A case study of a flood management scheme in the UK - The Morpeth Floods
Morpeth is an ancient market town situated in a loop of the river Wansbeck in the northeast of England about 15 miles north of Newcastle upon Tyne and 12 miles west from the North Sea. Following a flood in 1963, a flood defence scheme was established. Flood walls were erected on the north bank to protect the main business district. Housing properties at Middle Greens on the south bank were also protected by flood walls. When the River Wansbeck swelled on the 6th and 7th September 2008 (see photo below by Tzdelski via Wikimedia Commons), the floodwater simply flowed over the top of the defences, which were not high enough to hold back the volume of water. This resulted in a new flood defence scheme being required.
Causes of the 2008 Floods
The flood of 2008 was estimated to have been a 1 in 115 year event. It was caused by;
1. Prolonged rainfall - The Environment Agency recorded a HUGE 150 millimetres of precipitation falling in the Wansbeck catchment between Friday 5 September and Saturday 6 September.
2. The River Wansbeck Valley is narrow and steep and as a consequence has exaggerated amounts of surface runoff.
3. The soil was already saturated as a result of the wet summer, the effect of surface runoff was greatly enhanced.
4. Increased urbanisation since the 1960s in Morpeth meant that most water falling on the town would have drained directly to the river channel.
5. Other tests investigating the catchment lag time (time lapse between the mid point of storm rainfall and peak river level) indicate that the Wansbeck has a LAG time of only 8 hours. This means that any water falling in the catchment area would have been rapidly converted into channel flow by surface runoff and to a lesser extent by throughflow.
This resulted in a peak water level of 3.99 metres recorded in the river channel, the biggest flow ever recorded in the Wansbeck.
During 6 September 2008, more than 400 residents were evacuated. Shelter was provided in the Town Hall, King Edward VI High School and County Hall. An error made by the Environment Agency's warning system meant that 198 properties in the Middle Greens area of the town did not receive a flood warning. Fire fighters, ambulance crews, the RAF, the RNLI and the British Red Cross were among the emergency services involved in rescue and recovery operations over the weekend.
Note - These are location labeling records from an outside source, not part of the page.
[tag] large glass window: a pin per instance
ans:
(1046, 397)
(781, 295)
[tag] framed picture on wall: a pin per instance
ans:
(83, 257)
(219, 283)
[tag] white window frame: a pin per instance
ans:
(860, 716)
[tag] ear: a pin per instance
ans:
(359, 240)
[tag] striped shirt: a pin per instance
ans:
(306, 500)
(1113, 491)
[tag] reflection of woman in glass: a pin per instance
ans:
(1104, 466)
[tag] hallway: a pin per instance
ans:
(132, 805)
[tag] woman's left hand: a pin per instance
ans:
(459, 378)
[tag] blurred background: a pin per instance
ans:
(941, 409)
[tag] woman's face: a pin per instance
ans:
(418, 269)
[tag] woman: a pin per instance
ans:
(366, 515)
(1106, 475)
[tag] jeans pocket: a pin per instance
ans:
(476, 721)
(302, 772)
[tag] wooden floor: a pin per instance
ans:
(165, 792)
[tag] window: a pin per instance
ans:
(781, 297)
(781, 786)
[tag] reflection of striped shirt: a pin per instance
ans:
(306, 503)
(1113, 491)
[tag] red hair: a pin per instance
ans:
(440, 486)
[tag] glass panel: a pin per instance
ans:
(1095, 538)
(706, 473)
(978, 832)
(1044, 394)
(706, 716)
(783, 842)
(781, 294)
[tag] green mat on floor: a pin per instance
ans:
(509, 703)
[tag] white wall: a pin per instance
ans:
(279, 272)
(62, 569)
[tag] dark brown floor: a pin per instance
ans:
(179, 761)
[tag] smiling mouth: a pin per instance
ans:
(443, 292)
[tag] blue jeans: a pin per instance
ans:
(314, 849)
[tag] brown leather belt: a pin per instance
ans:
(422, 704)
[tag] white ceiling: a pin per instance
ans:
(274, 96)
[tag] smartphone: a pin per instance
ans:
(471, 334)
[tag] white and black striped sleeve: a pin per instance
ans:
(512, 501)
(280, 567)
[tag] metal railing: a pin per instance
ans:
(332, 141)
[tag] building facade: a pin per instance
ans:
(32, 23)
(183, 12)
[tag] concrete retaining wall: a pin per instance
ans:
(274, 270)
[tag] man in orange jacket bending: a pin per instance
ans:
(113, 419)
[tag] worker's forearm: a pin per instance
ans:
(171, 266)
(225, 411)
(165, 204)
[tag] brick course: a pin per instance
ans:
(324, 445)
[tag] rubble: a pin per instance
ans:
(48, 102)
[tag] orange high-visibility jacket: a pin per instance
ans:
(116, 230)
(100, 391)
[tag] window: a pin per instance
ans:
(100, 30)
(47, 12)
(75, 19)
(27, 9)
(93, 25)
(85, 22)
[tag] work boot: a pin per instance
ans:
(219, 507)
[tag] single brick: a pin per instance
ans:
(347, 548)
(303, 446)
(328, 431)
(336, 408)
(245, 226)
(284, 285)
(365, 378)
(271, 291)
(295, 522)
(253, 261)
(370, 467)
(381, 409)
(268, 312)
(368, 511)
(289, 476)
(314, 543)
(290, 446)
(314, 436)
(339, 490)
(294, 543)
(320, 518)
Many residents had to be forced from their homes, and lived in caravans or with relatives as rebuilding took place.
995 properties in Morpeth town centre were directly affected by the flood water. Early estimates suggested that damages could be over £10 million, but the Journal Newspaper later claimed it was £40 million. On Sunday 7 September, Morpeth Lions Club and the Red Cross launched the Morpeth Flood Disaster Fund and by Wednesday 10 September had raised over £20,000.
At the peak of the flood, Morpeth High Street (Bridge Street) was under 60 centimetres (2.0 ft) of water. Not since 1963 had the main street been flooded. The library suffered severe structural damage due to the heavy debris transported by the river. Such was the extent of the damage that structural engineers were required to test its safety. Houses were full of mud and sewage.
THE NEW FLOOD MANAGEMENT SCHEME
Morpeth already had a system of flood defences (flood walls and low embankments) in place following the 1963 flood event, but these were overtopped by the high flood waters in 2008.
NEW plans were developed to;
1. Have a system of higher flood walls along weak spots in the town – walls were raised by 30cm in the most vulnerable areas
2. Poles were placed in the River Wansbeck to catch debris upstream, it is hoped that this will stop debris clogging up the bridges in the town which caused some of the flooding.
3. Clear out the culverts that drain water in Morpeth so that areas within Morpeth are well drained
4. Construct a huge upstream reservoir - which would hold over one million cubic metres of water- would only allow through a volume of water manageable by the town centre defences.
5. Build new flood walls in areas that had none
6. Add an earthen embankment to protect the housing estate of High Stanners
The social, economic and environmental issues involved with the flood management scheme.
This flood management scheme has many issues, which can be viewed as social, economic, and environmental. Overall, the scheme cost £27 million pounds, a massive sum of money to protect residents in a small town in the North of England. The flood walls were also raised to a height of 1.8m, which obscures the view of the river for many residents and which intrudes in the natural landscape. The walls are also a barrier to some forms of wildlife. The culvert clearance is a good thing, as this provides areas with faster flowing drains for some fish and birds, and the reservoir will reduce the flood risk significantly.